The administration's approach to Arab-Israeli peace brings the larger and more fundamental problem of current U.S. Middle East policy into sharp relief: lack of credibility. The yawning gap between the principles that ostensibly guide the United States in the world -- freedom, justice, decency and national self-determination -- and objective reality produces outrage among Arabs. The recent revelations of the abuse of Iraqi prisoners in the Abu Ghraib prison further reinforce the image of the United States not as a liberator, but as yet another repressive colonial power.
The president's "forward strategy of freedom in the Middle East" is an empty phrase so long as U.S. Army reservists, intelligence officers and private contractors are emulating the practices of Saddam's sadistic intelligence organizations. The words of editorial writers in the May 4 edition of the Jordanian daily Al-Arab Al-Yom are particularly revealing: "In the minds of Arab citizens, Abu Ghraib's pictures exactly match the ugly image of America, the occupier and the invader. All this talk by America of democracy and a greater Middle East is being exposed as a lie."
At least the abuse of Iraqi prisoners does not seem to be an administration policy. Far more worrying is the situation in Fallujah, where the security environment has deteriorated to such a degree that the CPA is engaged in a search for an acceptable Iraqi general to assume control of the city. In a moment of clarity, U.S. officials determined that Jassim Mohammed Saleh -- a senior officer in Saddam's Republican Guard -- was not, after all, an appropriate choice to rule the troubled city. The CPA and Central Command have settled on a former intelligence officer and reported opponent of Saddam, Mohammed Latif, to take over security operations in Fallujah. Regardless of Latif's profile, however, the decision to place a former Iraqi military officer in charge is a further blow to American credibility. Fallujah can be seen as a microcosm of all that has gone wrong in Iraq.
For all the talk of Iraq as a model of Arab democracy that will ultimately sweep away other authoritarian regimes in the region, at a moment of crisis the Bush administration has fallen back on a tried-and-true method of establishing order in the Arab world -- i.e., support for the military strongman.

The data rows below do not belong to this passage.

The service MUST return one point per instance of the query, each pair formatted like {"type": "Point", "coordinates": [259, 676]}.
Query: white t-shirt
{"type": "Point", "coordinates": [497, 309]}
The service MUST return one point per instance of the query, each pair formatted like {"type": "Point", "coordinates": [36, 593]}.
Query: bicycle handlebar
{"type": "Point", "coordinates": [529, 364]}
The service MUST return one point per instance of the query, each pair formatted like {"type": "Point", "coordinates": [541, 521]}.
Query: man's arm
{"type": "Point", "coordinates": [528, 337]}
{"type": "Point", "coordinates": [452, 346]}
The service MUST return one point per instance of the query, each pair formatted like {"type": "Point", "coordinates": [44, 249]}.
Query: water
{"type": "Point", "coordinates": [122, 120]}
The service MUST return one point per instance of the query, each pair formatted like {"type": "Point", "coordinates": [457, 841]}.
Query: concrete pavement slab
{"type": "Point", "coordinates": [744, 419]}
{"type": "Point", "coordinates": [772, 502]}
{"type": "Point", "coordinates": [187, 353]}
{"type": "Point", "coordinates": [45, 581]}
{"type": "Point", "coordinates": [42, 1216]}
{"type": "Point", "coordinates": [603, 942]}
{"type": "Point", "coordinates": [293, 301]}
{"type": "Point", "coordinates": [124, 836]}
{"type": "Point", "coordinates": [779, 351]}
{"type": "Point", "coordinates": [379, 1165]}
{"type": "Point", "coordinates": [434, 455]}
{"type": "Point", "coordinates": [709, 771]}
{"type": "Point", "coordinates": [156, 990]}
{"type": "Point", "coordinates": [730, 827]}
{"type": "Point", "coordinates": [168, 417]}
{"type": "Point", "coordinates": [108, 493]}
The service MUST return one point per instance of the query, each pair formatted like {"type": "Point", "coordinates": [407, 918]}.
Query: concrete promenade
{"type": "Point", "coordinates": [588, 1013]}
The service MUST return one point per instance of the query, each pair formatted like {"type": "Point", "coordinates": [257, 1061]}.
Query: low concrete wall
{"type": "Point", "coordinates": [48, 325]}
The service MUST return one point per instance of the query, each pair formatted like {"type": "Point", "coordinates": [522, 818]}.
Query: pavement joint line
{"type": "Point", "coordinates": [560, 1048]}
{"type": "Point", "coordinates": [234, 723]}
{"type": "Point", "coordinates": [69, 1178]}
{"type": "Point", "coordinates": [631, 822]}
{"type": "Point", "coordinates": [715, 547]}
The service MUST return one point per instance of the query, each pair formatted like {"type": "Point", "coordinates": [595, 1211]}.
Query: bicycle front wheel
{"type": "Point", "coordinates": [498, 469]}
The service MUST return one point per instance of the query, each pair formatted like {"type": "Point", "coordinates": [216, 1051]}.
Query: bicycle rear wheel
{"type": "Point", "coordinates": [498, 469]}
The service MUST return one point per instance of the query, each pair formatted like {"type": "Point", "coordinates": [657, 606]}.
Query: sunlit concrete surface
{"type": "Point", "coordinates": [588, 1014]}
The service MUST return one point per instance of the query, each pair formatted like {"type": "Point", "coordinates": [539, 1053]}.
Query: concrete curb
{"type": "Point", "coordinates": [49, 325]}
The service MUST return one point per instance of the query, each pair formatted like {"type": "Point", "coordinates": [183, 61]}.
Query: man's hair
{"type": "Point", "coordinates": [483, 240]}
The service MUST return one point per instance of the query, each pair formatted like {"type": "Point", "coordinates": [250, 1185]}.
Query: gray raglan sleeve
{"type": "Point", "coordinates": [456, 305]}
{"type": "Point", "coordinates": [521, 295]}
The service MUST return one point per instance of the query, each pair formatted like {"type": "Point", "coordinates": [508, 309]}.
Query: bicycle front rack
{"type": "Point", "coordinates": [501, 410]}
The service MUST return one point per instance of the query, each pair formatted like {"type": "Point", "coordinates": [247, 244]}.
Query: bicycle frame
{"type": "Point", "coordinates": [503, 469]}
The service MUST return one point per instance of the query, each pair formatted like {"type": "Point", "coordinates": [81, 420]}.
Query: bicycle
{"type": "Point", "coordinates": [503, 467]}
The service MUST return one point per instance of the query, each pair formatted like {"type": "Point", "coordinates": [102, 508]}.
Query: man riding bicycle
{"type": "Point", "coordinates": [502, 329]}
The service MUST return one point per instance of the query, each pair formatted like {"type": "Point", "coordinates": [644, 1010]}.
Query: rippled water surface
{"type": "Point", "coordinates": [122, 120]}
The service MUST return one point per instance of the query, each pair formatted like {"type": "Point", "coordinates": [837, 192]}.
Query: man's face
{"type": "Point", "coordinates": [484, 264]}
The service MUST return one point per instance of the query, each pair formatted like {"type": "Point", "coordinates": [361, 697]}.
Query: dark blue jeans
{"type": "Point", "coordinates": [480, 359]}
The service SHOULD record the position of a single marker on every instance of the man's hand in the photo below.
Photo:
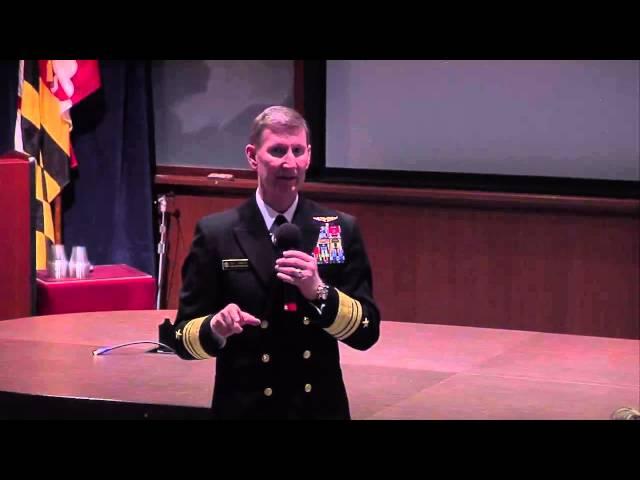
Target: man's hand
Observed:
(299, 269)
(230, 320)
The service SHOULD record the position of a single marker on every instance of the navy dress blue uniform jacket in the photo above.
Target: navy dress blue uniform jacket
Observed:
(289, 366)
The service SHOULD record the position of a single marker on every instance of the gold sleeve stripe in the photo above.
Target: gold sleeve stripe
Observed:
(357, 319)
(348, 318)
(191, 338)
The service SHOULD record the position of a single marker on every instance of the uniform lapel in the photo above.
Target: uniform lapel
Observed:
(253, 237)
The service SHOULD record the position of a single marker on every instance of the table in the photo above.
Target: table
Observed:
(108, 287)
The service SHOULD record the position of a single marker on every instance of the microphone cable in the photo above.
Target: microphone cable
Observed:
(103, 350)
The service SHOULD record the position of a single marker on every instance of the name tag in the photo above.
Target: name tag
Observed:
(235, 264)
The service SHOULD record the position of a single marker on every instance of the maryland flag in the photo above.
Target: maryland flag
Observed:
(47, 89)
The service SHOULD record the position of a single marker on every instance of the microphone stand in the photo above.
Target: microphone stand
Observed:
(162, 206)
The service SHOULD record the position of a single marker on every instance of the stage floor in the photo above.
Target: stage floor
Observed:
(415, 371)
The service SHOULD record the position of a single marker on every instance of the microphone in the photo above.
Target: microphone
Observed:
(289, 237)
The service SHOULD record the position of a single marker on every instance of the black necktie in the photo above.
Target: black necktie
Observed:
(280, 219)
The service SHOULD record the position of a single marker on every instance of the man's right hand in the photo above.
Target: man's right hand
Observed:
(231, 319)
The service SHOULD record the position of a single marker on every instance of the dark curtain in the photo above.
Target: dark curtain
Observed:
(108, 205)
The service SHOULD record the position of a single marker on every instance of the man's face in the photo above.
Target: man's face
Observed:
(281, 162)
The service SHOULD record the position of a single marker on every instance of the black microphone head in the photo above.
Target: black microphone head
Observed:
(288, 237)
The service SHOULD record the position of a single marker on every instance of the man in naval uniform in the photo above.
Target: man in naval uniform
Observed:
(274, 319)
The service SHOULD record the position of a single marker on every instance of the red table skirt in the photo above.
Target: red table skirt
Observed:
(109, 287)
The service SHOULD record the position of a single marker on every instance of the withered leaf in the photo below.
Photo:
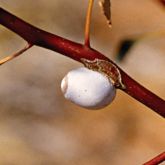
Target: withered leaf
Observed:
(106, 7)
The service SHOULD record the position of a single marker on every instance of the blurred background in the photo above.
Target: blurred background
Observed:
(38, 126)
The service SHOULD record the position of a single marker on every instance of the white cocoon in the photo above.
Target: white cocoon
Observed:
(87, 88)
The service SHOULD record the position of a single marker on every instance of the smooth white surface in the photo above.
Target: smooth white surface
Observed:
(87, 88)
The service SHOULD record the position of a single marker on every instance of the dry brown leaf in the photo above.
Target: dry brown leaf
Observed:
(106, 7)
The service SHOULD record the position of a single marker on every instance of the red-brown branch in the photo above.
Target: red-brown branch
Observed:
(76, 51)
(157, 160)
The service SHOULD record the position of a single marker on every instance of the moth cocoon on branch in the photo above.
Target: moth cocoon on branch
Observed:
(88, 88)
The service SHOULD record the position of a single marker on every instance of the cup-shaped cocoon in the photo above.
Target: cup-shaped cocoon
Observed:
(87, 88)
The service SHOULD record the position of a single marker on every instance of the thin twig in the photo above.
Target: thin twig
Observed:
(8, 58)
(88, 23)
(78, 52)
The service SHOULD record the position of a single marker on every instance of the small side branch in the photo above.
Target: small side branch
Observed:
(88, 22)
(8, 58)
(157, 160)
(78, 52)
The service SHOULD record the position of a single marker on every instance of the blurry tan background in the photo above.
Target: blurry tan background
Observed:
(39, 127)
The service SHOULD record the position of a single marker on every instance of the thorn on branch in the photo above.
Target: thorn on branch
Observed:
(9, 58)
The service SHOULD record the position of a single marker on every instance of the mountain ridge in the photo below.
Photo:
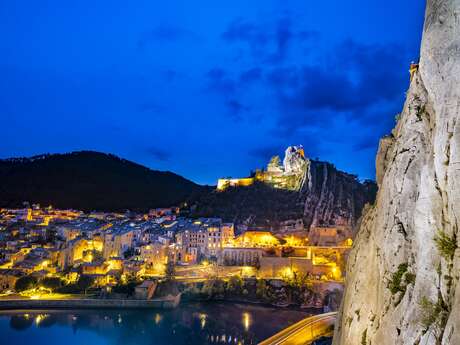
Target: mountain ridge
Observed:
(91, 180)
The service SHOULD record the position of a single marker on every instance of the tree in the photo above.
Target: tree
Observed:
(85, 282)
(235, 285)
(25, 283)
(170, 271)
(129, 253)
(52, 283)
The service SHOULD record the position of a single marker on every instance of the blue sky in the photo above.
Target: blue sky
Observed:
(205, 88)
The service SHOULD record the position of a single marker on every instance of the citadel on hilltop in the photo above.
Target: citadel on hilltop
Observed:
(288, 175)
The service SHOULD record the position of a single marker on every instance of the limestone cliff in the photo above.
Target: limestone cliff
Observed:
(403, 274)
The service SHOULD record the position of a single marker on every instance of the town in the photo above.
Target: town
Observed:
(48, 253)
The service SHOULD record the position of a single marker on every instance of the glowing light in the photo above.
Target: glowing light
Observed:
(246, 321)
(203, 320)
(158, 318)
(39, 318)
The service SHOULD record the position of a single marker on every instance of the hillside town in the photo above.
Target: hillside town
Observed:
(106, 251)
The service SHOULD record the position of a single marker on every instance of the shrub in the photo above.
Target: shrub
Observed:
(364, 337)
(446, 245)
(434, 315)
(396, 283)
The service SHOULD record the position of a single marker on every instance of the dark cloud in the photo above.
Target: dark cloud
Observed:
(358, 79)
(158, 154)
(267, 41)
(219, 81)
(266, 152)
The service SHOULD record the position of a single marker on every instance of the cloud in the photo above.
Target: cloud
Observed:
(164, 33)
(358, 79)
(268, 41)
(158, 154)
(266, 152)
(251, 75)
(219, 81)
(235, 108)
(151, 107)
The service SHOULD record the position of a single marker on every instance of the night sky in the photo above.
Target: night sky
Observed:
(205, 88)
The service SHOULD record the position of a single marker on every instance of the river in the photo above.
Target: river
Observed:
(194, 323)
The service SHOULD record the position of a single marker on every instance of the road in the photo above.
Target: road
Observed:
(303, 332)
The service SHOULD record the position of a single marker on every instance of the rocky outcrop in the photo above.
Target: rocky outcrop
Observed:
(402, 279)
(327, 196)
(333, 197)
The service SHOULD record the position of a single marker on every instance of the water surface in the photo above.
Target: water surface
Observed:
(196, 323)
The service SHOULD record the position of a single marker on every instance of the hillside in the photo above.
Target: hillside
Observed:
(327, 197)
(89, 180)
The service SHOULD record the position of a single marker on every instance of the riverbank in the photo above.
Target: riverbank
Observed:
(168, 302)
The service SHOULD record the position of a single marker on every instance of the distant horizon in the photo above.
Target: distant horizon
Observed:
(174, 172)
(206, 90)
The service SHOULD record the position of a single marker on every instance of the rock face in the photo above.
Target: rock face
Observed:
(294, 160)
(332, 197)
(327, 197)
(403, 285)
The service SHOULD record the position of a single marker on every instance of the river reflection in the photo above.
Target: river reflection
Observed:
(189, 324)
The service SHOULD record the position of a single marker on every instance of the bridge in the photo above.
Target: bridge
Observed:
(305, 331)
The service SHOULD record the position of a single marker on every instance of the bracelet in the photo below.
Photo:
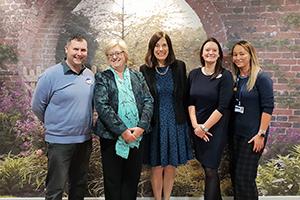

Given this turn of events, it does not seem beyond the realm of possibility that as the security situation in Iraq continues to deteriorate, the United States would seek to place an additional Iraqi general in charge, but this time in Baghdad. Rather than be a model for the region, Iraq would take a place alongside other military-dominated regimes of the region like Egypt, Algeria and Syria. And with this outcome, everything that the Arab world has been saying all along about U.S. intentions and credibility would be confirmed. The false assumptions that guided the Bush administration into Iraq have clearly come back to haunt it. Indeed, it is fair to say that the neocons have been mugged by the reality of Arab politics.